The reason scrutineer has a whole workflow rather than a report button is that a raw model finding is not something to send anyone. Every finding starts at new and moves through verification, triage, disclosure draft, and reporting, with a human gate at each step. High and critical findings auto-enqueue a cheap read-only classifier first that sorts them into true positive, false positive, already-fixed, or uncertain before any expensive work happens. A true positive on a serious finding then chains into an independent verification pass. Nothing reaches a maintainer until a person has looked at it, and when it does it arrives through GitHub’s private vulnerability reporting as a verified bug with a proposed patch attached, rather than another plausible-sounding maybe for them to disprove on a weekend.

Findings in and out

Findings don’t have to originate in scrutineer to go through its workflow. POST another scanner’s output or a pentest report at it, SARIF, CSV, markdown, or a minimal JSON shape, and each one lands in the same triage and disclosure flow as a native finding, deduplicated by content fingerprint against what’s already there. An uploaded CycloneDX or SPDX SBOM resolves each component to a source repository and queues it for scanning. What leaves is in shapes a coordinator or a registry will take: a finding exports as an OSV record or a CSAF 2.0 advisory, and a disclosure bundle packs the OSV, the CSAF, the markdown report, and the patch into one tarball for when GitHub’s private reporting isn’t the route.
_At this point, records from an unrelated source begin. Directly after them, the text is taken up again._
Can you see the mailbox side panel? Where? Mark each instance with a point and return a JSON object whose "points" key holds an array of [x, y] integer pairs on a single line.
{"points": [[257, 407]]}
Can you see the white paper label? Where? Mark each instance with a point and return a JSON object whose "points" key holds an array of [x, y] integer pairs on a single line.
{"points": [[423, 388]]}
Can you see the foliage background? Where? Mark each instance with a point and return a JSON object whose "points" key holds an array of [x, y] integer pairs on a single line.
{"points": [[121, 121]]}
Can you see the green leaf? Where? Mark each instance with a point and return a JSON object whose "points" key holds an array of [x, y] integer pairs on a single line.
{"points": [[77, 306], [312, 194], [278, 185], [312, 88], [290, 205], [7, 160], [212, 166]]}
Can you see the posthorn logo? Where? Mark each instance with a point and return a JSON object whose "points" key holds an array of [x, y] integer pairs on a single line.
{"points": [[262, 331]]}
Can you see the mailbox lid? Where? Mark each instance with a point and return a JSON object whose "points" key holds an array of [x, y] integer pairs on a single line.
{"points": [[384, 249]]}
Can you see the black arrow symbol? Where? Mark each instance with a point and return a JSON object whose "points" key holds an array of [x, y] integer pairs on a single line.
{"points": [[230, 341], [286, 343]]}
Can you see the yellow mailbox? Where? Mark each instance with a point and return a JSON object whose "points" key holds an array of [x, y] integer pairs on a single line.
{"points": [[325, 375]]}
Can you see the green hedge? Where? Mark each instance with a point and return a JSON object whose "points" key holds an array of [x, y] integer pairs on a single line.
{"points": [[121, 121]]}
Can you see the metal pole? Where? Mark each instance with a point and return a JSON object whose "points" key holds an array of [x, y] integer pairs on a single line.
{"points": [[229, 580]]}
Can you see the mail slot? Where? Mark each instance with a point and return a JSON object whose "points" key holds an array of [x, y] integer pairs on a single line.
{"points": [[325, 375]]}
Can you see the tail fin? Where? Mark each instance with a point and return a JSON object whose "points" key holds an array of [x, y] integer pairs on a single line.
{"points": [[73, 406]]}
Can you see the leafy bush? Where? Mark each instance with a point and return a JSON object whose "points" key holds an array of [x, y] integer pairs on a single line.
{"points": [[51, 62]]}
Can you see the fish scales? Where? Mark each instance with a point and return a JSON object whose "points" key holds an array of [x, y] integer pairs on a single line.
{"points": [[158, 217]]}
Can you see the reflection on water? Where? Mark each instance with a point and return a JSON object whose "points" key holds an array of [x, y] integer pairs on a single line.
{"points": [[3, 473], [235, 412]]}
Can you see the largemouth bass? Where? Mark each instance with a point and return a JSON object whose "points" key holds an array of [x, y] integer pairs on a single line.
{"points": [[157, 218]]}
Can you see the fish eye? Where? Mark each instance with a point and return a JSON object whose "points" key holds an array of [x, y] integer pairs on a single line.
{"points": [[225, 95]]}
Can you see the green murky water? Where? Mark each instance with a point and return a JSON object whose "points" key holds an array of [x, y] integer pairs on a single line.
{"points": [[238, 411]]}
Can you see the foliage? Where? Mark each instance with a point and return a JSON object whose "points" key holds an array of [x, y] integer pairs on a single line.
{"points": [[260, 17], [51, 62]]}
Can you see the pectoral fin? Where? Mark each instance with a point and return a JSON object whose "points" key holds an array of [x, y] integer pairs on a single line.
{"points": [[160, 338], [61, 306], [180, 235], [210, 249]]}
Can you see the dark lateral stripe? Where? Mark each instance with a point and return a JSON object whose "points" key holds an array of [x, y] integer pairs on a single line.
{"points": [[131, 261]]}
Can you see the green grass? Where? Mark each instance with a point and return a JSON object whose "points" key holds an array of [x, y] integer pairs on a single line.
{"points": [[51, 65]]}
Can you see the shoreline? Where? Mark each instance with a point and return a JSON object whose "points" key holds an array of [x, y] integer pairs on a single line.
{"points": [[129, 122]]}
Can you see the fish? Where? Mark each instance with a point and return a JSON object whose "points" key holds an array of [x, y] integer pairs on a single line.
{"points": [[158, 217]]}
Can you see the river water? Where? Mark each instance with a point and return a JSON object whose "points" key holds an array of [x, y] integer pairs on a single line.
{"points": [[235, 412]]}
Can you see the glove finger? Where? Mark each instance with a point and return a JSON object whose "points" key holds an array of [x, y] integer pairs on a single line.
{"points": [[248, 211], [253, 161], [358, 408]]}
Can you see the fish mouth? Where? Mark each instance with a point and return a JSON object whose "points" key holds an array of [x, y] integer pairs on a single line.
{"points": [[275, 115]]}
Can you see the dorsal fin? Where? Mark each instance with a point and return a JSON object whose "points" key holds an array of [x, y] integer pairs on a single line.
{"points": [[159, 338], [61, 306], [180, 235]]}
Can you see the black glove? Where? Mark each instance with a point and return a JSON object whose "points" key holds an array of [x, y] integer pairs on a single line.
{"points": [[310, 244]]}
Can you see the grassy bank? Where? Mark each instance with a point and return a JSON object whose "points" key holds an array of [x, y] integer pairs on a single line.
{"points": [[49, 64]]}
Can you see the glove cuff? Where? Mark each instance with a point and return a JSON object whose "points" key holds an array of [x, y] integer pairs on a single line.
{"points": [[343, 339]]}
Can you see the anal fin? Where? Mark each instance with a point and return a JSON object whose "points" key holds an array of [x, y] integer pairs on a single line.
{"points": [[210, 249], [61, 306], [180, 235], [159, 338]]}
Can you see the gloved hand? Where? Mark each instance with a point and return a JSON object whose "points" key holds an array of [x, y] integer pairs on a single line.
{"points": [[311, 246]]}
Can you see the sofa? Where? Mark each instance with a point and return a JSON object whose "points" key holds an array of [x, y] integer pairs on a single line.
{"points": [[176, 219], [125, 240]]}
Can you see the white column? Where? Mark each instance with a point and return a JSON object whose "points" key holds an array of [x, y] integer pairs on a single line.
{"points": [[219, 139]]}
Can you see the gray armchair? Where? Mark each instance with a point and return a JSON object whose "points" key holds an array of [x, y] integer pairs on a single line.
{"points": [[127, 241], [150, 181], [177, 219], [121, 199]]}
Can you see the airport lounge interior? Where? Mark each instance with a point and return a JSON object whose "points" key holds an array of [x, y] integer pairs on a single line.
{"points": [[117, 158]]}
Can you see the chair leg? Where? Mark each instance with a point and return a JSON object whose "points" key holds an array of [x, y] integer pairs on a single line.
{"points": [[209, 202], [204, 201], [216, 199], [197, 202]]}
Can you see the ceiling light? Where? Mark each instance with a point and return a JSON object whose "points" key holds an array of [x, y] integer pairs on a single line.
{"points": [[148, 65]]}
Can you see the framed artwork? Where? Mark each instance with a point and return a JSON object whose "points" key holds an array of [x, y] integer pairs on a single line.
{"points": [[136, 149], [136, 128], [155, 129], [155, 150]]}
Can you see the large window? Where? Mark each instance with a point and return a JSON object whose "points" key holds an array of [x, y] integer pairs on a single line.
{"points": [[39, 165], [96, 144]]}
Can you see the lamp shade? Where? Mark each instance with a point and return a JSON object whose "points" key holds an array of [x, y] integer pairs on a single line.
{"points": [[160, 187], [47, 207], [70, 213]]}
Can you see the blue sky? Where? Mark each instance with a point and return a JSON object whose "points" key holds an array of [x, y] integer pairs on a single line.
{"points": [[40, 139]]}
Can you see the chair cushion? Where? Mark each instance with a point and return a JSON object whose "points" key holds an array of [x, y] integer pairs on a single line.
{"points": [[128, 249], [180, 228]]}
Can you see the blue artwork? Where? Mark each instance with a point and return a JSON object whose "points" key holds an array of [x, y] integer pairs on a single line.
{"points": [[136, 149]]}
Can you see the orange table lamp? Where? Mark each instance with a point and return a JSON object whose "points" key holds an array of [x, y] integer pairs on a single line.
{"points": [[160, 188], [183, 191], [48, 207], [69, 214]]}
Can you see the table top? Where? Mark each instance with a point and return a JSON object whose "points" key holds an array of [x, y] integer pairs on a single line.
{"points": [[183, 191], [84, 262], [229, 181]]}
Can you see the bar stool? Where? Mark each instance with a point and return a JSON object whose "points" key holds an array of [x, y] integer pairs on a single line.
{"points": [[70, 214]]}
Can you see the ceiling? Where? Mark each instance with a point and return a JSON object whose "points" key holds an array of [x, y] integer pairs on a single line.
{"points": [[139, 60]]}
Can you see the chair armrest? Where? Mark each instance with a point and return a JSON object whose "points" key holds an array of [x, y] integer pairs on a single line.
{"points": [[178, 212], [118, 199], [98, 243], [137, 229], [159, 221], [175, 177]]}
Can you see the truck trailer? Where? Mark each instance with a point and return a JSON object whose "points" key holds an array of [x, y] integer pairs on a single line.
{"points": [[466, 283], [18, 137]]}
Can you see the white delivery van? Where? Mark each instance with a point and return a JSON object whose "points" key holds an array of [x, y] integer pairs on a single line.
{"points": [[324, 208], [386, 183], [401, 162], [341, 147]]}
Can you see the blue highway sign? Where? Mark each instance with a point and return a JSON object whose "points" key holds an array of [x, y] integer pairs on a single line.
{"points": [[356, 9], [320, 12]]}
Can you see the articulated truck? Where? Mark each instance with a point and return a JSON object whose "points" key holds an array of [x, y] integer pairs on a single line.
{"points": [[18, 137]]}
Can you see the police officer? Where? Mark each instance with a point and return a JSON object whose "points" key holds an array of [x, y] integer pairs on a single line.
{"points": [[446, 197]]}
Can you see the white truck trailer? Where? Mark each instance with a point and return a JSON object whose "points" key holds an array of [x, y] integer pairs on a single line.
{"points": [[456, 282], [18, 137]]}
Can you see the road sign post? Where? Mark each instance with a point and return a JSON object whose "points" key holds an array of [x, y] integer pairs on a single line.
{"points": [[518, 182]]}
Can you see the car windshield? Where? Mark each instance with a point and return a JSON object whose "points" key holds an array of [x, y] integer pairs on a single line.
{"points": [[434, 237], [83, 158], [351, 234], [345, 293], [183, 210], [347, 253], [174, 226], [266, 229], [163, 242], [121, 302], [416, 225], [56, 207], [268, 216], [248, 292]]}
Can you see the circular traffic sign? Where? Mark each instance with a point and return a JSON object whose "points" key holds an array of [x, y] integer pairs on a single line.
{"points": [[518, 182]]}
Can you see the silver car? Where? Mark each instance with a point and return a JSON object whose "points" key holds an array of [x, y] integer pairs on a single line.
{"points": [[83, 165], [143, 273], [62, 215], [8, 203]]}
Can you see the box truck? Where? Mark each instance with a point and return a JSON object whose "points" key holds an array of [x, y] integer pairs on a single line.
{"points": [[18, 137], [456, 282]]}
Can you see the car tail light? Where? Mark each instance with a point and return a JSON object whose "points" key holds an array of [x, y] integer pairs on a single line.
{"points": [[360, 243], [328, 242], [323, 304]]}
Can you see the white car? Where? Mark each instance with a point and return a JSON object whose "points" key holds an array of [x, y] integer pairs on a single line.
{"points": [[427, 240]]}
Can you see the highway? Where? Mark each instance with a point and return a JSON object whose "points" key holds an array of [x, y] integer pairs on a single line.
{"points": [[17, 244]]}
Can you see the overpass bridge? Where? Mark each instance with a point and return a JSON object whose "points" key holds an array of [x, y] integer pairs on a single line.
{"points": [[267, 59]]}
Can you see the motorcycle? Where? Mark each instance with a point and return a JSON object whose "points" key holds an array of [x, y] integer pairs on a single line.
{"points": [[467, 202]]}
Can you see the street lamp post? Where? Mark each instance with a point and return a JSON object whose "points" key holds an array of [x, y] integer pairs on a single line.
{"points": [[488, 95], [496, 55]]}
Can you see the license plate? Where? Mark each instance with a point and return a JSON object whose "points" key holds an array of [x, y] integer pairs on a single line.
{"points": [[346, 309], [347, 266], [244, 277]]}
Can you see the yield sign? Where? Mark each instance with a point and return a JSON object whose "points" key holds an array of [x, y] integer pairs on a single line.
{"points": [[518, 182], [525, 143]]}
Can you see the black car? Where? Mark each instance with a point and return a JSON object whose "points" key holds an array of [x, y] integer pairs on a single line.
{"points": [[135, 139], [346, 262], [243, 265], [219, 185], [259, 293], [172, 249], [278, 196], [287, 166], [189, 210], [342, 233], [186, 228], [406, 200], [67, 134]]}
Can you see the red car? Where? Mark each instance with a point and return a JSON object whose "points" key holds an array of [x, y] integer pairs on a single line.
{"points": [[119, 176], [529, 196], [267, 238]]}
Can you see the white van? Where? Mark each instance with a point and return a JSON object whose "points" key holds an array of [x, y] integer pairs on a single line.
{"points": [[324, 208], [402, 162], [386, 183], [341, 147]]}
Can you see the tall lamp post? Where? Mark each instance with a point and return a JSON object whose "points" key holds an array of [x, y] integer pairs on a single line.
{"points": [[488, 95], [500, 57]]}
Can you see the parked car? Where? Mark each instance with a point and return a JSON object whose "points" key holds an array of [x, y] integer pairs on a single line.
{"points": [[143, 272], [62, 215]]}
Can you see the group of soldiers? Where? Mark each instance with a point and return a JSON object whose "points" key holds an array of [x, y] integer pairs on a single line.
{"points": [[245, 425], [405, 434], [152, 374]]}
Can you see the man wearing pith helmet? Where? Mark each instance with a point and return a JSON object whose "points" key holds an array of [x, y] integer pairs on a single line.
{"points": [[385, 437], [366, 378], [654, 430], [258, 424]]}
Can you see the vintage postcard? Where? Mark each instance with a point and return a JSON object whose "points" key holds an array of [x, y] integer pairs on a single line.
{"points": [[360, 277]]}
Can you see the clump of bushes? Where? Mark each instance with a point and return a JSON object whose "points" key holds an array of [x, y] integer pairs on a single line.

Try it across your ecosystem

Scrutineer is MIT licensed and the code is on GitHub. It runs locally, scans run in an ephemeral Docker container by default with a read-only source mount and an egress allowlist, and you point it at Claude with either a Claude Code subscription token or an Anthropic API key.

What I’d most like now is for people to run it against repositories in ecosystems I’m not living in. The pipeline leans on ecosyste.ms and the major registries, so it already reaches across npm, PyPI, RubyGems, crates.io, Go, Packagist, Hex, and NuGet, but the skills were shaped by the projects we happened to scan first. If you work in an ecosystem with its own conventions and the default skills come up short, the fix is usually a new skill file, about as small a contribution as open source asks for, and the issue tracker is the place to tell me what broke.